Promoted Without Being Taught to Lead
- Shelby Daly

- 28 minutes ago
- 1 min read
Promoted Without Being Taught to Lead
Most leaders were never actually taught how to lead.
They were promoted because they were good at their job.
They were reliable.
They were efficient.
They knew how to execute.
So they moved up.

But here’s the problem:
Execution and leadership are completely different skillsets.
Being great at doing the work doesn’t automatically translate to:
developing people
delegating effectively
managing high performers
sharing ownership of outcomes
So when someone joins their team and exceeds expectations, they don’t have a framework for what to do next.
They haven’t been trained to leverage that talent.
So they default to what they know:
Control. Oversight. Tight management.
Research from Gallup has consistently shown that a majority of managers receive little to no formal leadership training—and that poor management is one of the leading drivers of disengagement and turnover.
Marcus Buckingham has also emphasized that people don’t leave jobs—they leave managers who don’t know how to lead them.
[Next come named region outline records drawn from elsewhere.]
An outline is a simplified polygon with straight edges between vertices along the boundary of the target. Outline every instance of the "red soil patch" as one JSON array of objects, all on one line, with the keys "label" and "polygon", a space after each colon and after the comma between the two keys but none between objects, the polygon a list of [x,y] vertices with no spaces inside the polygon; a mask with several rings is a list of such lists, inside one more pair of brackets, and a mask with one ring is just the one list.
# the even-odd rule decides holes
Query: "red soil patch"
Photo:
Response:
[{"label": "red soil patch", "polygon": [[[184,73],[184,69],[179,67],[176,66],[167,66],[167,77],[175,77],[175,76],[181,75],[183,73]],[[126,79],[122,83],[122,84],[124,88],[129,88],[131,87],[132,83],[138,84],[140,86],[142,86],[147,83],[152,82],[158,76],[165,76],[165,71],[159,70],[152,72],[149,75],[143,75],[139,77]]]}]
So we end up with a misdiagnosis:
We think we have a talent problem.
But in reality—we have a leadership development gap.
Until we address that, high performers will continue to feel like problems instead of assets.
Question:
Are we intentionally developing leaders—or just promoting performers and hoping they figure it out?
References:
Gallup. State of the American Manager. 2015.
Buckingham M, Coffman C. First, Break All the Rules. 1999.